Like Kant and Burke, this group assumed that beauty and the sublime were opposed to each other. "That's also a huge controversy in the history of ideas," Clewis said, noting he thinks the two are at the very least distinct.

Clewis also believes that fear is not a necessary element of the sublime, another potentially controversial position. Fear, he argues, blocks the state of "disinterestedness" that makes people receptive to the sublime. "If I'm on the edge of the cliff and I'm panicking, I can't feel it," Clewis explained.

"I'm trying to convince the psychologists of this," he added — in addition to Clewis, the team includes psychologists from Italy and the United States. "This is what's so fun about interdisciplinary work, and what's so hard about it, too."

According to Clewis, the modern psychological debate on these issues started in 2003, with a groundbreaking paper on "awe" from Dacher Keltner and Jonathan Haidt. Clewis thinks the sublime could be considered a specific type of awe. "I heard an interview with one of my now-coauthors, David Yaden," he said. "And I was like, 'Wait, you're talking about the sublime! Don't you realize that?'" This paper marks Clewis's second published collaboration with Yaden.

While Clewis sees virtual reality as a powerful tool for testing aesthetic theory, he knows it has some shortcomings. "It moves and shakes, and it could be a bit annoying," he said. And virtual reality, no matter how good, is not the same as the real thing, Clewis said — for one, it has music, which could tinge the experience.

The study was carried out on a WEIRD (Western, educated, industrialized, rich and democratic) population, a common practice in psychology research. Clewis noted that the researchers did not look into whether participants had been to the village of Saint-Rémy-de-Provence, but all of them had seen "The Starry Night." Yet Clewis is optimistic about the possibilities of this new research, which satisfies his own longstanding interest in the sublime.

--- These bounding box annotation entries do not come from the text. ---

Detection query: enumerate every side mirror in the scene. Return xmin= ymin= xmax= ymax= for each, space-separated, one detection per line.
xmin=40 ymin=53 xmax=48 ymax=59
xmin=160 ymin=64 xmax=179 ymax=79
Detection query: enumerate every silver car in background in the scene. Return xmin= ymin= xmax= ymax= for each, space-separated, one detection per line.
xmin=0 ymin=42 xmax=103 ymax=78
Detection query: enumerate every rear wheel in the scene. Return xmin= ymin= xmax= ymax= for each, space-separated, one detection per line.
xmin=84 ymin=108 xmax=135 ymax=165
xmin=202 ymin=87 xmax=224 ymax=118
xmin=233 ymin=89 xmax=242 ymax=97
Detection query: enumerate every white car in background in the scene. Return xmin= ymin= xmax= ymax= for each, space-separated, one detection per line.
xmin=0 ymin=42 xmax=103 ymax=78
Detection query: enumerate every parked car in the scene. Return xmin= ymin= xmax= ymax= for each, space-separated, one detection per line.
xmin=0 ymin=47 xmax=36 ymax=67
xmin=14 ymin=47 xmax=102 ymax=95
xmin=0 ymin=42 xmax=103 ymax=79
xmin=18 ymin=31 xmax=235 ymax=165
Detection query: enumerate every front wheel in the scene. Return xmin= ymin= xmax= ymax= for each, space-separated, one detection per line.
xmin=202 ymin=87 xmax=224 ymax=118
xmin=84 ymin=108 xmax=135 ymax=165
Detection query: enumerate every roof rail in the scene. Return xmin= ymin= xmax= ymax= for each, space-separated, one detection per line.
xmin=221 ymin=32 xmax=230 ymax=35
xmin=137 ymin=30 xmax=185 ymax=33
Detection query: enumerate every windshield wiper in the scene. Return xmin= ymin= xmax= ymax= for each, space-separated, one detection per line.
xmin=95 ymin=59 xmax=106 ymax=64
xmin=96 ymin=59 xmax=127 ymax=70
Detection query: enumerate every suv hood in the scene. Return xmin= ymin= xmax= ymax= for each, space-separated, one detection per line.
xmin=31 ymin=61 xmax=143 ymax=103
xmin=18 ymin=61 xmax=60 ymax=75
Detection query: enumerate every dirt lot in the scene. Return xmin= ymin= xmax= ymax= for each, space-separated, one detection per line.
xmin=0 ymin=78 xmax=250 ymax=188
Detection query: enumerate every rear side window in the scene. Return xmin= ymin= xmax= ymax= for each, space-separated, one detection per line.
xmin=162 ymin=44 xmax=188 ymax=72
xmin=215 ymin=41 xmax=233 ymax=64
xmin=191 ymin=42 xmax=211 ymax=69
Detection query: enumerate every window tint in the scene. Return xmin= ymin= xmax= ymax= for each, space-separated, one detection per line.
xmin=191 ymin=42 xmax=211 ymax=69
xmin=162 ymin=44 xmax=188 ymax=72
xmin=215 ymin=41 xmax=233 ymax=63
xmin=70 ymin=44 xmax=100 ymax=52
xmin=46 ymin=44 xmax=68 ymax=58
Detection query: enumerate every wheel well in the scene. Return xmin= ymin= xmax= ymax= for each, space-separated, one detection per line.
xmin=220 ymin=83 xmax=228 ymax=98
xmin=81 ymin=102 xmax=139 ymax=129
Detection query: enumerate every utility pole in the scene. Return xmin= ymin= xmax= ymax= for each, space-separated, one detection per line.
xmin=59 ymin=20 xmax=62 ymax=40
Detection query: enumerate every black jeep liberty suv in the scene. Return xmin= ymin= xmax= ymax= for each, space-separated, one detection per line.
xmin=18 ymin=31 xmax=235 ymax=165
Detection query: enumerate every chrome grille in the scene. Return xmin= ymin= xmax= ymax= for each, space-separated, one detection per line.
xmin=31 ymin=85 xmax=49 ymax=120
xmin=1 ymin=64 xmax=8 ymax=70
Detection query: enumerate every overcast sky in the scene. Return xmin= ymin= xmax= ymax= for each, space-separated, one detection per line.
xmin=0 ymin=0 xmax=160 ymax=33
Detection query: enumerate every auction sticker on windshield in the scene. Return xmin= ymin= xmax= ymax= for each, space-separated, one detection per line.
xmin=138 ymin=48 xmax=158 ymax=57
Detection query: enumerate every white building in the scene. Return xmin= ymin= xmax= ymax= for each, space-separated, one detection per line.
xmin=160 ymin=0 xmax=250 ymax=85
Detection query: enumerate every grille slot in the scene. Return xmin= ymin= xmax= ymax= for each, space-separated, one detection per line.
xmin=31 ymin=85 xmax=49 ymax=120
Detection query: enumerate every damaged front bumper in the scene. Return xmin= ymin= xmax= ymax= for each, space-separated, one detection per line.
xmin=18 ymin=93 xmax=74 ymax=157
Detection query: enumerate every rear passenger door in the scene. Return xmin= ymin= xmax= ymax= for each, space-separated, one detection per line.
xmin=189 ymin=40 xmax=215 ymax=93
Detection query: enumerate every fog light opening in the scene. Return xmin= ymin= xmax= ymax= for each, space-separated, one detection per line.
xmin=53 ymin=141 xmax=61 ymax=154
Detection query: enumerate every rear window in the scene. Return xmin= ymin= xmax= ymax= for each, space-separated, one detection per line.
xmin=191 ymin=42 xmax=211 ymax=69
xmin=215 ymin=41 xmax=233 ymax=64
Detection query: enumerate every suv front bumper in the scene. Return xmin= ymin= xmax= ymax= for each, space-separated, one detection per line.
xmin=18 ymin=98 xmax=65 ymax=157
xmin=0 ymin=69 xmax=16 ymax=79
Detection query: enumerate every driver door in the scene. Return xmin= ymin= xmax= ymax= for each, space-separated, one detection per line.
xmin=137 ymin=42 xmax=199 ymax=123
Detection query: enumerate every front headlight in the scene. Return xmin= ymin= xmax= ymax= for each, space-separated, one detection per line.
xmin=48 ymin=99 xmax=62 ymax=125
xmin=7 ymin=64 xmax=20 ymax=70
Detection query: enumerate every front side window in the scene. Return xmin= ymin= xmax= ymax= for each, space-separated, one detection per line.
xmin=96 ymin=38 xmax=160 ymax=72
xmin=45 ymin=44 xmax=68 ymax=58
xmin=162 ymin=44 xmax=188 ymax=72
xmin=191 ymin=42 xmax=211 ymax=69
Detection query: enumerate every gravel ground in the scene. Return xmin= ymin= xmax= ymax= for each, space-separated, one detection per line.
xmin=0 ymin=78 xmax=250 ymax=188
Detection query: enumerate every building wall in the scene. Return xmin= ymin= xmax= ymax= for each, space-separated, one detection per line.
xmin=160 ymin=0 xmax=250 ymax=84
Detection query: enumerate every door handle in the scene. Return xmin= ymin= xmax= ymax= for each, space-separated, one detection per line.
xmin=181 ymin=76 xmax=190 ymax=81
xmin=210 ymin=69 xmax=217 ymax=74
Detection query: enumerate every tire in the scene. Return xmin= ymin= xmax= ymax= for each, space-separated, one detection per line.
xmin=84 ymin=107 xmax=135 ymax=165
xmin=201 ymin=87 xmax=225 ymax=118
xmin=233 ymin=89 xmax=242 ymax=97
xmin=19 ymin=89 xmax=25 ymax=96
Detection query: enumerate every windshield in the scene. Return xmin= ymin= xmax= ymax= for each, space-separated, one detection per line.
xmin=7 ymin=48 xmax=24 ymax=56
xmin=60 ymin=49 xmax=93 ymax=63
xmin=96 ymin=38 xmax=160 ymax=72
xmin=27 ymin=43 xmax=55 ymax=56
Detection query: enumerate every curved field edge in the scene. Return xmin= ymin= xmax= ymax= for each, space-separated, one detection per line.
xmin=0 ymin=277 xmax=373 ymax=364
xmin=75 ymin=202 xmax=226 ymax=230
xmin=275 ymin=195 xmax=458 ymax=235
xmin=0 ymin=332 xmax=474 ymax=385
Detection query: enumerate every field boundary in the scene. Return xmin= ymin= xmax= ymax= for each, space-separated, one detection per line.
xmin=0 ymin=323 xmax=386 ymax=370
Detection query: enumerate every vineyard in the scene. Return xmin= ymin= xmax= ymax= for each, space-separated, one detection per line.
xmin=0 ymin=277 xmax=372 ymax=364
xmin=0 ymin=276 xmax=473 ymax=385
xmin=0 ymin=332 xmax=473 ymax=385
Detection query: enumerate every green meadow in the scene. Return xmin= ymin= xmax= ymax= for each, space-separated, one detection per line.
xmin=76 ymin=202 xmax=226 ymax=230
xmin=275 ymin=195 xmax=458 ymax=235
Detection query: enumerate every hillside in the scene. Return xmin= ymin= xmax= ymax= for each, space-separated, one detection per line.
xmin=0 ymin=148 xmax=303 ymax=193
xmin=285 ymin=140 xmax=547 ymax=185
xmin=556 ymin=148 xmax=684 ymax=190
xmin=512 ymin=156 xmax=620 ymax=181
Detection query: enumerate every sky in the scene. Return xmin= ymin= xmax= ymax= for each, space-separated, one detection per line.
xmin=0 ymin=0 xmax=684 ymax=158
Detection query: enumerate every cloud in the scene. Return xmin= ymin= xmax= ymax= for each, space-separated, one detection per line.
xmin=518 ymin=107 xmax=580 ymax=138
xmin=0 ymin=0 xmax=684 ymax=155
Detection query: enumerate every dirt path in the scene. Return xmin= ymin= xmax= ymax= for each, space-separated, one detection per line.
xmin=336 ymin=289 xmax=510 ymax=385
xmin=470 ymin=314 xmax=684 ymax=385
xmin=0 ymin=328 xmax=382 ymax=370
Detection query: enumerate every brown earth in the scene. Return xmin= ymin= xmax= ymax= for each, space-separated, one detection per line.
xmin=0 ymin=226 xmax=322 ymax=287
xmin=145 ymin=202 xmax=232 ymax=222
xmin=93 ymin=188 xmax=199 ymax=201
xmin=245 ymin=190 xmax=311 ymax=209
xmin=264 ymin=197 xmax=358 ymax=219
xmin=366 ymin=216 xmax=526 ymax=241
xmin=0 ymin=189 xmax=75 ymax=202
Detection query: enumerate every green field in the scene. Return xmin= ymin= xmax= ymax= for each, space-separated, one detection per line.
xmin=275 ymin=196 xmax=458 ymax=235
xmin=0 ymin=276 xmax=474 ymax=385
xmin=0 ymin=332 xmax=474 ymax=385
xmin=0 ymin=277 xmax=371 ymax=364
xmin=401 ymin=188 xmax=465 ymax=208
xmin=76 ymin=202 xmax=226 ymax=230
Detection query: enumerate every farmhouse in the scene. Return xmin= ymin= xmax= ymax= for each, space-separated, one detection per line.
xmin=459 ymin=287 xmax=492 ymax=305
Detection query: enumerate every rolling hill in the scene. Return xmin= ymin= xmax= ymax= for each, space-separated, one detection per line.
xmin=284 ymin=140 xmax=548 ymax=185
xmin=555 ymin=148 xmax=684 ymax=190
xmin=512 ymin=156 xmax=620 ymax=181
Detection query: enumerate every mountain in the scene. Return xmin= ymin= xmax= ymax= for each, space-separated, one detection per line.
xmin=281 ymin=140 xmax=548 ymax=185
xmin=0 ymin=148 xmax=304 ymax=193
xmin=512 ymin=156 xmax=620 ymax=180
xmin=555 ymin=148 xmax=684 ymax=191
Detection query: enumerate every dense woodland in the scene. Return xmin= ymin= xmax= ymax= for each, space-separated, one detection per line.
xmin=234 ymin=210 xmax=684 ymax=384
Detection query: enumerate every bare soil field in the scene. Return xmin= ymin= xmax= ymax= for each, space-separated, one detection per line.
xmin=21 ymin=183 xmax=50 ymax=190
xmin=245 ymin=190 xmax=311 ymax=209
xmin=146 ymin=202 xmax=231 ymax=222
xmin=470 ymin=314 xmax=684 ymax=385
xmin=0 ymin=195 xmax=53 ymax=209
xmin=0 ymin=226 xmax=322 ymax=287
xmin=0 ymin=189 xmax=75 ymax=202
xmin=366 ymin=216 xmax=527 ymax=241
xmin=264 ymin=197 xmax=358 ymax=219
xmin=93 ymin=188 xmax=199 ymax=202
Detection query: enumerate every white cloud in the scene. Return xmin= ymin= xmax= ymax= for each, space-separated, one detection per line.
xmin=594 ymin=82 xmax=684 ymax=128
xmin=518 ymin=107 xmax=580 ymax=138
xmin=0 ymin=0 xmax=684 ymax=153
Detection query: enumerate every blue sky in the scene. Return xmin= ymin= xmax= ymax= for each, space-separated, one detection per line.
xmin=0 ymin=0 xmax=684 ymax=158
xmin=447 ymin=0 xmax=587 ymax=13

"I felt attracted to these descriptions of such a profound, intense experience — which I've had a few times," said Clewis, citing a childhood visit to the Grand Canyon. "I do think some of these questions can be informed by empirical research, if not finally answered by it."

The paper, "Nature versus art as elicitors of the sublime: A virtual reality study," published March 17 in PLOS One, was authored by Alice Chirico, Università Cattolica del Sacro Cuore; Robert Clewis, Gwynedd Mercy University and Max Planck Institute for Empirical Aesthetics; David Yaden, University of Pennsylvania and Johns Hopkins Medicine; and Andrea Gaggioli, Università Cattolica del Sacro Cuore and Istituto Auxologico Italiano. The study was led by Alice Chirico.